Dyeing with locally foraged pine cones

During a recent local walk, I came across a lot of pine cones on the floor that had fallen from a big tree. I decided to pick up several of them and experiment dyeing with them at home.

I had read that tree bark and cones are rich in tannins which means the dyed item should hopefully be more colourfast so I thought these cones would be great to dye with.

The pine cones were quite hard so I ended up pouring boiling water over them in a bowl and soaking them for approximately 2 weeks, stirring occasionally. My aim by soaking them was to soften them enough so that dye would be extracted.

I didn’t find that much dye had been extracted in the bowl after 2 weeks, so I decided to add the water and pine cones to an aluminium pot and added more water to fully cover the pine cones. I heated them on a fairly high heat for approximately an hour and a half.
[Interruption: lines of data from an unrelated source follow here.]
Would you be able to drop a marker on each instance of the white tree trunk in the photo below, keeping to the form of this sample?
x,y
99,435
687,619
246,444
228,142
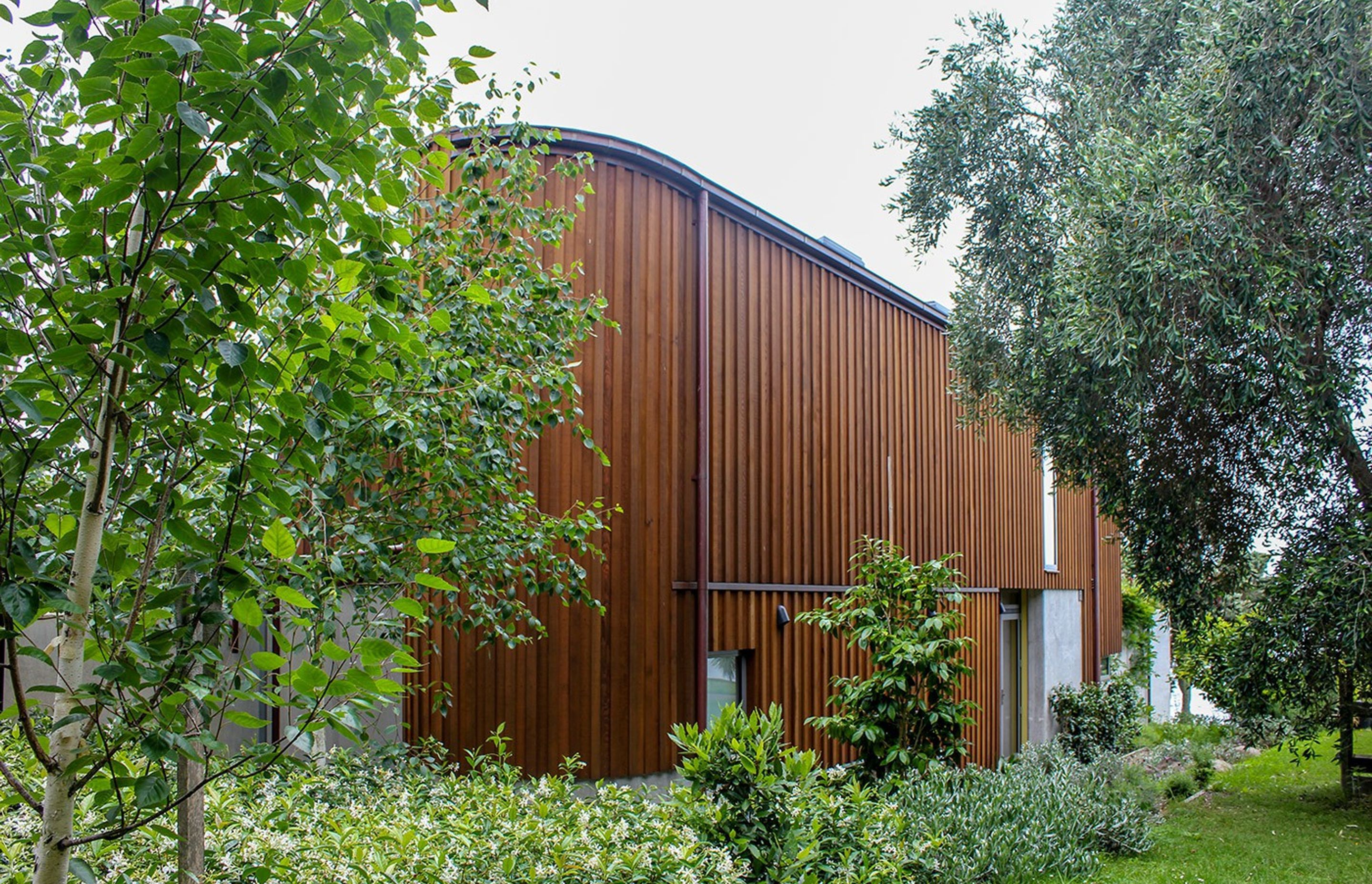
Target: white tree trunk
x,y
52,854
Once cooled, I sieved the pine cone dye though some cheese cloth into a bowl. I then added the concentrated dye back to the dye pot and heated again for approximately an hour and a half.
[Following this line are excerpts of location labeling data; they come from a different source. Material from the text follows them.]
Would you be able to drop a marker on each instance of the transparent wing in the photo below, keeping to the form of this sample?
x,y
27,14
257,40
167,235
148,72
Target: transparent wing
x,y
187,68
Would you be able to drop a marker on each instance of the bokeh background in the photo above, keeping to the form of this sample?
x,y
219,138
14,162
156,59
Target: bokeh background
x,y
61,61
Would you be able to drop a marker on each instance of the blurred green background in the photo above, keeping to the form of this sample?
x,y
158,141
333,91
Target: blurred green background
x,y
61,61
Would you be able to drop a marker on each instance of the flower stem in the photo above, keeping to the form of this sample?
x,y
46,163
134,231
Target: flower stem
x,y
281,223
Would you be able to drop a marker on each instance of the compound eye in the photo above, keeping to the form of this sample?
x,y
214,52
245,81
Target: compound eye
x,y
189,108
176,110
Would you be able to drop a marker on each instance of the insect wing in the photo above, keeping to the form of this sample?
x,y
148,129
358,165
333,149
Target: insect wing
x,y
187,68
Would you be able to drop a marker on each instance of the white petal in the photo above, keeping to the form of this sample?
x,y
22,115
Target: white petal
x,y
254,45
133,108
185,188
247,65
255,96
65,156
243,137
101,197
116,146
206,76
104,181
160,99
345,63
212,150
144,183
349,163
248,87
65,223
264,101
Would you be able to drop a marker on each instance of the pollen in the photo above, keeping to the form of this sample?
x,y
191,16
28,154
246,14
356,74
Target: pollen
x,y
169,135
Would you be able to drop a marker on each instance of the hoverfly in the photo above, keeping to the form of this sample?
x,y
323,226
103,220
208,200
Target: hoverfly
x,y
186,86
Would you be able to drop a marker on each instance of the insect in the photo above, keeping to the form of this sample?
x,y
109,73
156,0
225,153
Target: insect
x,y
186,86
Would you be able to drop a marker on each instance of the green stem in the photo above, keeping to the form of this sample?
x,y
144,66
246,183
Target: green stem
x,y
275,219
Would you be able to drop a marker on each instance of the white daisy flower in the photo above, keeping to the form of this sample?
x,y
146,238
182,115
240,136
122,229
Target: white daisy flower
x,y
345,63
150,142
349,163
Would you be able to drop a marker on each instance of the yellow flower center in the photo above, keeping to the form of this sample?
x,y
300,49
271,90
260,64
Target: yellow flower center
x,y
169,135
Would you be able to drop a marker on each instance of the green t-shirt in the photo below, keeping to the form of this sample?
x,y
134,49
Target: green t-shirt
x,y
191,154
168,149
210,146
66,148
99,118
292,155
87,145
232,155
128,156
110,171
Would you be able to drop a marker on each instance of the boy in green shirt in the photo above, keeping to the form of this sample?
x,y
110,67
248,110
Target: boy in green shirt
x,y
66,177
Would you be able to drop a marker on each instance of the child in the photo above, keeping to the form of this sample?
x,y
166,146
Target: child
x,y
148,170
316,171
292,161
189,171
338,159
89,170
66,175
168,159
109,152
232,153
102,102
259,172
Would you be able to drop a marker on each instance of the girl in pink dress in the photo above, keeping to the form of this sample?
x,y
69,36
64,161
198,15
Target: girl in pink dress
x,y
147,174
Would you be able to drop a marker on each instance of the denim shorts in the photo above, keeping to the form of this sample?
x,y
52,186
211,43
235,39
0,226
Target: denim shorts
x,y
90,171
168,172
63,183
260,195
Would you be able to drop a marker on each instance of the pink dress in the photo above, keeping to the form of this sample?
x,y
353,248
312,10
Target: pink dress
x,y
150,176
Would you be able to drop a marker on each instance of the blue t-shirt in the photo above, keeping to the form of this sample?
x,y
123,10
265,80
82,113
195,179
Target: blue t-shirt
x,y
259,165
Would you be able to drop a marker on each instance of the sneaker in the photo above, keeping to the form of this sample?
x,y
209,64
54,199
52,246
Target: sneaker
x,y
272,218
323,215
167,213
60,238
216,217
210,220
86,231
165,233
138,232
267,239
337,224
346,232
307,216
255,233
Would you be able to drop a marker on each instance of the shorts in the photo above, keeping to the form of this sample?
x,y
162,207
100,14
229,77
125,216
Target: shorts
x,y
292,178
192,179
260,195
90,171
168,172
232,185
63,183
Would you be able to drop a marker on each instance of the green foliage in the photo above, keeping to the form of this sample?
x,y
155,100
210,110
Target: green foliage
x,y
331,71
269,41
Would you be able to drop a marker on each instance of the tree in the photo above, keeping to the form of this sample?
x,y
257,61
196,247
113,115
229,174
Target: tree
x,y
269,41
I left the dye in the pot for a couple of days before adding some wool and an organic cotton t-shirt and heated the pot up again on a gentle simmer:

When I added the wool and t-shirt, I found there was insufficient water for the t-shirt to float around in so I added some more water to hopefully get an even colour and avoid any spot staining in case it fell to the bottom of the dye pot.
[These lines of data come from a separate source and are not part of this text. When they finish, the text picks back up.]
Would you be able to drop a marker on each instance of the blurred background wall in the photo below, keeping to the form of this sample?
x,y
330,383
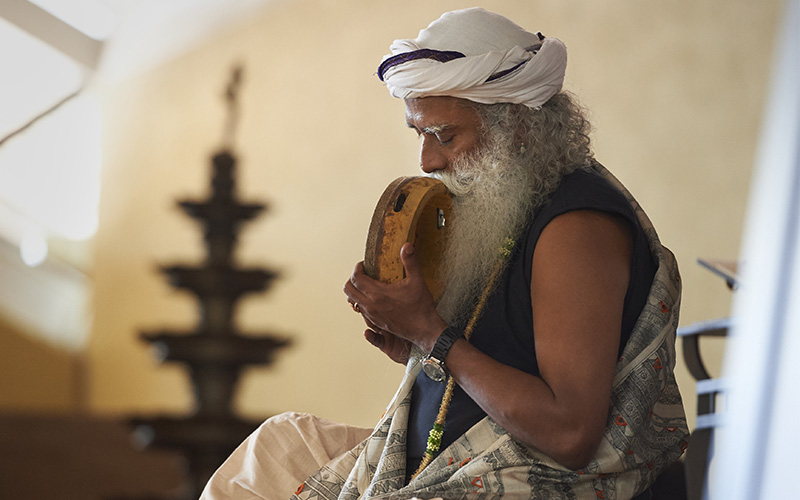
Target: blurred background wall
x,y
675,92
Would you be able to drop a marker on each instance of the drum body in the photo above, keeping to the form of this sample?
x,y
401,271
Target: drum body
x,y
411,209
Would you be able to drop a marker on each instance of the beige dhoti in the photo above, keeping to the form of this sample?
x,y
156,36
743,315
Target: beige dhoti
x,y
278,456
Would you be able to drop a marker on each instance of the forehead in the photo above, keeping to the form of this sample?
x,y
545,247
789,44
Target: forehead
x,y
441,111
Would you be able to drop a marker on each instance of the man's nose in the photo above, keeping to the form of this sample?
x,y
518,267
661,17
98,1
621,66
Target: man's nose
x,y
430,158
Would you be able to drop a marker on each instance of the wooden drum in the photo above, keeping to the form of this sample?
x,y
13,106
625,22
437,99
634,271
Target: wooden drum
x,y
415,209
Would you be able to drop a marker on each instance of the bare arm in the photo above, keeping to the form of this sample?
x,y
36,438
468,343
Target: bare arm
x,y
580,274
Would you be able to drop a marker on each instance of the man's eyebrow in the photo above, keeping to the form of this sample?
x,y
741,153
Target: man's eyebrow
x,y
431,129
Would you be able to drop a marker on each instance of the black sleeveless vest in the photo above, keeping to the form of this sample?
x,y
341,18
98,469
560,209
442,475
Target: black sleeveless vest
x,y
505,329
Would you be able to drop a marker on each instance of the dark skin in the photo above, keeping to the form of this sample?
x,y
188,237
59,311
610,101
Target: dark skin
x,y
580,274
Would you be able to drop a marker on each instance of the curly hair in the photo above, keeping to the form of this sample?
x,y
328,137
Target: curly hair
x,y
553,140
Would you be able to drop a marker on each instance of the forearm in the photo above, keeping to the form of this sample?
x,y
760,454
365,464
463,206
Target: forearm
x,y
567,428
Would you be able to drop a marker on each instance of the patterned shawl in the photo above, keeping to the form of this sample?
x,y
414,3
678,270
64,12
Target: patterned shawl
x,y
645,430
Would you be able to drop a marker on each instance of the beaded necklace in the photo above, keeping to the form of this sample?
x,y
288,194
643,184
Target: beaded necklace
x,y
436,433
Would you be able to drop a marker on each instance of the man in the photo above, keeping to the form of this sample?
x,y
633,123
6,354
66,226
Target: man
x,y
556,328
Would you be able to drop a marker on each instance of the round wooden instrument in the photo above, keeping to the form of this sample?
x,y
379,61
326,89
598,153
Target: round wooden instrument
x,y
415,209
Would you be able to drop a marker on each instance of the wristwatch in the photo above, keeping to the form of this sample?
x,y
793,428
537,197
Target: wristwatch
x,y
433,363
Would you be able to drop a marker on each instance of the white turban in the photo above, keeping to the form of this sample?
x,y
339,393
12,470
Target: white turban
x,y
477,55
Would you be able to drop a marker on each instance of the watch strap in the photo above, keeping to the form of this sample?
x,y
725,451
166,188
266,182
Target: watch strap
x,y
445,341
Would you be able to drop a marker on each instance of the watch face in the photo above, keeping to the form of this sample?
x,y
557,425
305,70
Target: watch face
x,y
433,369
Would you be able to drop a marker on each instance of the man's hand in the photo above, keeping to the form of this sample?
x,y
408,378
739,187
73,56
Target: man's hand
x,y
397,312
After a couple of days I hung the t-shirt and wool to dry outside in the shade and here are the results:

The pine cone dye had produced a type of oat colour and I really liked the shade.

Initially I was surprised at the colour since I had read that some pines and bark produce deep browns, which these pine cones clearly didn’t do.

I also wonder if it depends on how you pre-mordant your fabric/wool. I didn’t use any mordants as such. I just pre-treated my t-shirt and wool in a soya milk/water solution several weeks before dyeing them.

I will now leave the wool and t-shirt to rest in a cupboard for at least a week before rinsing to hopefully keep the dye as colour fast as possible.